GURPS Traveller
- Designers: Jon F. Zeigler; Loren Wiseman; Paul Drye;
- Publishers: Steve Jackson Games
- Publication: 2006; 20 years ago
- Genres: Science fiction
- Systems: GURPS

= GURPS Traveller: Interstellar Wars =

Tabletop role-playing game

GURPS Traveller: Interstellar Wars is the first fourth edition book in the GURPS Traveller role-playing game series, by Steve Jackson Games, set early in the history of the Traveller universe.

==Setting==
The transition between the First Imperium, governed by the Vilani, and the Rule of Man, led by the Terran Confederation, has always been a pivotal era in Marc Miller's Traveller universe. Although the strategic boardgame Imperium (which predates Traveller) was set in the same era, this is the first supplement for any of Traveller's RPG incarnations which concentrates on this time period.
GURPS Traveller: Interstellar Wars covers the 200 years of war, peace, and overwhelming change as the ancient Vilani Imperium falls to the upstart Terrans. This time of conflict presents many opportunities for adventure: forging new trade routes within the Imperium, defending the homeworld from invaders during the Siege of Terra, making first contact with alien races, and helping guide the Terran Confederation in its expansion from a single planet to a sector-spanning empire.

==Overview==
Interstellar Wars includes an overview of the Interstellar wars era, along with a large amount of background on the Terran Confederation, the Vilani Imperium, and the alien races likely to be encountered near Terra. The default year of the setting is 2170 A.D., in the "empty peace" between the Third and Fourth Interstellar Wars, but enough material is provided to set a campaign at any point between First Contact between the Terrans and Vilani and the defeat of the First Imperium. Much of the book is tailored towards a Terran-centered campaign.

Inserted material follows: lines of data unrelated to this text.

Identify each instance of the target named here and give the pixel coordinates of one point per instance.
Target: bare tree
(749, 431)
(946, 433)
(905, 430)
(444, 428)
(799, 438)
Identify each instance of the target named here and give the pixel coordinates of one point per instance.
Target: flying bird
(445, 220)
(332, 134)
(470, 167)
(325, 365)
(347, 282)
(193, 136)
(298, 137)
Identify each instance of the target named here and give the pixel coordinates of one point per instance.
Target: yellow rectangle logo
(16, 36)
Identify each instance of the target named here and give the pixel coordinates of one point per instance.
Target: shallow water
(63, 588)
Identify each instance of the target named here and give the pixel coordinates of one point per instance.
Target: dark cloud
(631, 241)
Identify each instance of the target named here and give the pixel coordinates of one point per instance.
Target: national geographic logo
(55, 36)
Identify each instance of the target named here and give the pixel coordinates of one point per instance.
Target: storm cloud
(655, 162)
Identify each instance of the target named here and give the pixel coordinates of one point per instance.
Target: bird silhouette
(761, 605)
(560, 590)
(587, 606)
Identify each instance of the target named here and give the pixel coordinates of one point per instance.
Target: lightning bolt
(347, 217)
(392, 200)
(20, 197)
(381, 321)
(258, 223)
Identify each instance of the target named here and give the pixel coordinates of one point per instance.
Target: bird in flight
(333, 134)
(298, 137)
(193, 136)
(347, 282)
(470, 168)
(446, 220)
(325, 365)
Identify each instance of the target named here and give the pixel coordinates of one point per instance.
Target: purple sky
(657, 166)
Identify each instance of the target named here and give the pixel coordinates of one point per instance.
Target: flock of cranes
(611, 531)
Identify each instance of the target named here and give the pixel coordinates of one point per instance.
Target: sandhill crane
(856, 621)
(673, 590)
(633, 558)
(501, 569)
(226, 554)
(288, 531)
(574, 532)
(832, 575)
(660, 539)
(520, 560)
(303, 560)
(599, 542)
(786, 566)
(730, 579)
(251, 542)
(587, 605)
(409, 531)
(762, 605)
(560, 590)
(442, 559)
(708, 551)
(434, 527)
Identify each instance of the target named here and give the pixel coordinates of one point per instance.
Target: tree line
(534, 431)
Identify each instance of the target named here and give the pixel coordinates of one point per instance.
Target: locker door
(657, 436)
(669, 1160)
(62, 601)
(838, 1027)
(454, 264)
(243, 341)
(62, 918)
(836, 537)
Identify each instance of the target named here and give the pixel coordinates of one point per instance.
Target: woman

Rules for generating characters for the setting, starship design, interstellar trade, exploration, and ship-to-ship combat, all updated for the fourth edition of GURPS, are provided. A main-world generation system is included which is not as detailed as the GURPS Traveller: First In system, but which is geared specifically towards the time period of the Interstellar Wars. A large map of "Known Space" shows the nine subsectors immediately surrounding Terra, which are detailed in the book. The subsector maps, and information for each world are also included. Detailed statistics are present for 26 starships, and deckplans for the Crockett class picket ship, the Heroic Person class far-trader, Lightning class frontier merchant, and the Gashidda class Imperial patrol cruiser are included.

Although the book includes updated versions of the starship design and combat rules found in earlier GURPS: Traveller books, it does not include any rules for converting characters, vehicles, or other rules systems directly into the 4th edition. Noticeably absent are any statistics for weapons, with the quote; "The lists of melee and ranged weapons found in the Basic Set are adequate for the Interstellar Wars setting" being the bulk of the book's treatment of them. The Technology chapter is somewhat brief, with most items gleaned from earlier editions of GURPS: Traveller.

==Publication history==
GURPS Traveller: Interstellar Wars was published in 2006, a new core book for fourth edition for one of the science-fiction lines of Steve Jackson Games. It was designed by Jon F. Zeigler, Loren Wiseman, and Paul Drye.